They were rehearsing a rumba routine when Gosens missed his position and dropped Raffa, causing her to fall heavily to the floor, a Seven spokesperson said yesterday. While they were “still a little shaken”, the pair yesterday left for Melbourne for further rehearsals ahead of Sunday night’s live performance.
Gosens last week told the Courier-Mail of his admiration for Raffa, but they have argued over recent weeks. “I don’t know why you lashed out,” an obviously angry Raffa told Gosens in footage shown on last Sunday’s show. “I didn’t lash out,” a fuming Gosens replied.
Listen, I’m all for the empowerment of disabled people; it’s part of the reason why I sleep with so many amputees. Maybe asking a blind man to lift someone in the air based solely on timing and feel is the wrong thing to do. He’s much more suited for “Australia’s Next Top Heavy Machinery Operator.”





Man, I hope he doesn’t read this…
…”While they were “still a little shaken”, the pair yesterday left for Melbourne for further rehearsals ahead of Sunday night’s live performance.”…
I am assuming this is referring to those ridiculous bosoms.
I would like to see him compete on “America’s Next Top Flame-thrower”.
“…it’s part of the reason why I sleep with so many amputees.”
I do it for the nub jobs.
Blind people are angry and I cant blame them.
I saw a blind guy yelling at this nice woman for helping him too much. He couldnt find the counter in a Starbucks and he didnt like the way the woman put her hand on his back and tried to guide him to the counter.
He started yelling at her, “You shouldnt touch me! Dont touch me! Just tell me where it is.”
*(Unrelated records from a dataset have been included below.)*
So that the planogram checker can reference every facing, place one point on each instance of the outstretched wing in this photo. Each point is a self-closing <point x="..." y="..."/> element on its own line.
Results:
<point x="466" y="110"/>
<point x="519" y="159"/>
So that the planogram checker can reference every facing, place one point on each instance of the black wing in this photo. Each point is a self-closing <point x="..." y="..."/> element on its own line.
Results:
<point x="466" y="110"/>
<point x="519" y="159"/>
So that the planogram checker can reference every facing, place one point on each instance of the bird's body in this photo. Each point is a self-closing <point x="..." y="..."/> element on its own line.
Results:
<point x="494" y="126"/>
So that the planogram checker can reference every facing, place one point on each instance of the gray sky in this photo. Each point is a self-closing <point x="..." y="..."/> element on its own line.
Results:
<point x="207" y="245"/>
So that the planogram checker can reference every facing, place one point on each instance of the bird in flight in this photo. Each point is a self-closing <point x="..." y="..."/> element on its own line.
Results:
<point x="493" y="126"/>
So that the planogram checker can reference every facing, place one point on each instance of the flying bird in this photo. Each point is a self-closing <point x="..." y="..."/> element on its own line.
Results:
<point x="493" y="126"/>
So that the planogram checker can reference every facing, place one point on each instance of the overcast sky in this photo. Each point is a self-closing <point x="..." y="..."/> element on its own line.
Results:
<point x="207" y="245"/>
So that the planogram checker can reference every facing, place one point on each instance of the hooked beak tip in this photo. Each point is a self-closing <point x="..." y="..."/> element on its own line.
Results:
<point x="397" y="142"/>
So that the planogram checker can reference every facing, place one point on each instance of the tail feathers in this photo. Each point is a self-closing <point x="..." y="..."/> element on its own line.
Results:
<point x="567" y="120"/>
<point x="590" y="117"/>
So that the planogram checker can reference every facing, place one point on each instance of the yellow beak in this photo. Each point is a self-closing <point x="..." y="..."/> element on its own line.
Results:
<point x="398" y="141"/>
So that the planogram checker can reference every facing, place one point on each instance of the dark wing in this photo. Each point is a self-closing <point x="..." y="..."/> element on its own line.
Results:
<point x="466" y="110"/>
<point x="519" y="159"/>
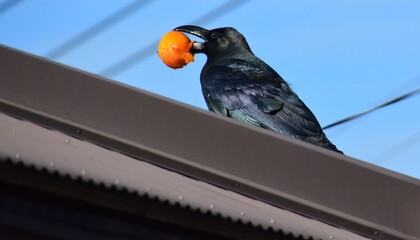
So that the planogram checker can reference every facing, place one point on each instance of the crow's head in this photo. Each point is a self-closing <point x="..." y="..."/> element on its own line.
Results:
<point x="224" y="42"/>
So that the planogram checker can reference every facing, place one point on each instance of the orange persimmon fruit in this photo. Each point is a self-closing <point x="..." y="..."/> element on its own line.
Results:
<point x="174" y="49"/>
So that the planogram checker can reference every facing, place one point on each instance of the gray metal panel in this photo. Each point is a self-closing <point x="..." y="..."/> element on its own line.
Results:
<point x="48" y="149"/>
<point x="294" y="175"/>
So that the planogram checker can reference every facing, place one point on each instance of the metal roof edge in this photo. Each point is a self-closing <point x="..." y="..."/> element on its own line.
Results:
<point x="306" y="179"/>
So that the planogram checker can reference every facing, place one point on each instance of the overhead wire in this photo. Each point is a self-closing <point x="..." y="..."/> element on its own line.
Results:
<point x="387" y="103"/>
<point x="97" y="28"/>
<point x="147" y="51"/>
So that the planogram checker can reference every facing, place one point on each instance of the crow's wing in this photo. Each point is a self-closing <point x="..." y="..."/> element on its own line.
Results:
<point x="259" y="96"/>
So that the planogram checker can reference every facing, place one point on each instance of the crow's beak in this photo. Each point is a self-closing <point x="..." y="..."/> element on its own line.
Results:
<point x="196" y="31"/>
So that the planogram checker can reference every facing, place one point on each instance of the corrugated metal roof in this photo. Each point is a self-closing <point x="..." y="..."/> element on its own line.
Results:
<point x="273" y="170"/>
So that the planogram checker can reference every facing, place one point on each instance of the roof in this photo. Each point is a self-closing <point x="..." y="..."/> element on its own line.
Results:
<point x="340" y="193"/>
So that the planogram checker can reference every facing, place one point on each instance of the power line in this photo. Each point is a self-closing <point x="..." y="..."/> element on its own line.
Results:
<point x="7" y="5"/>
<point x="411" y="83"/>
<point x="99" y="27"/>
<point x="150" y="49"/>
<point x="390" y="102"/>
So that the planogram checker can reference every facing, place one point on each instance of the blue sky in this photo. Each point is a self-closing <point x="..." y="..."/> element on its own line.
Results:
<point x="341" y="57"/>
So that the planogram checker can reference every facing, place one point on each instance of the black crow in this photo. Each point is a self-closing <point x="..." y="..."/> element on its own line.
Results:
<point x="238" y="84"/>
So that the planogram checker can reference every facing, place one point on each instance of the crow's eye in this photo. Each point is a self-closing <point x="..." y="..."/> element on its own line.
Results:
<point x="214" y="34"/>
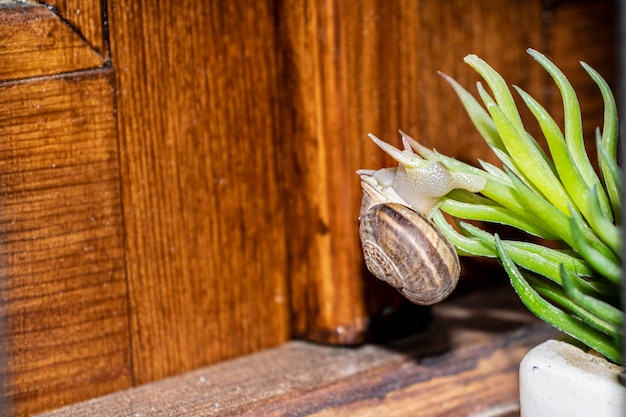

I would have pointed him in the direction of on coming traffic.
“This is a really wacky Starbucks. They blow really loud horns at you when you approach the counter. Just follow the sound of the horn.”
I should feel worse, but all the laughing is releasing endorphins.
Now all we need is blind judges on “America’s Got Talent”…
…mustn’t…make…obvious…joke…
Can we sign this guy up for the next season of Wipeout?
I like how you can see her rib cage in a few of those pictures.
The body says “Oh, Yes.”
The face says “Oh, Tranny.”
For the record – I am talking about her.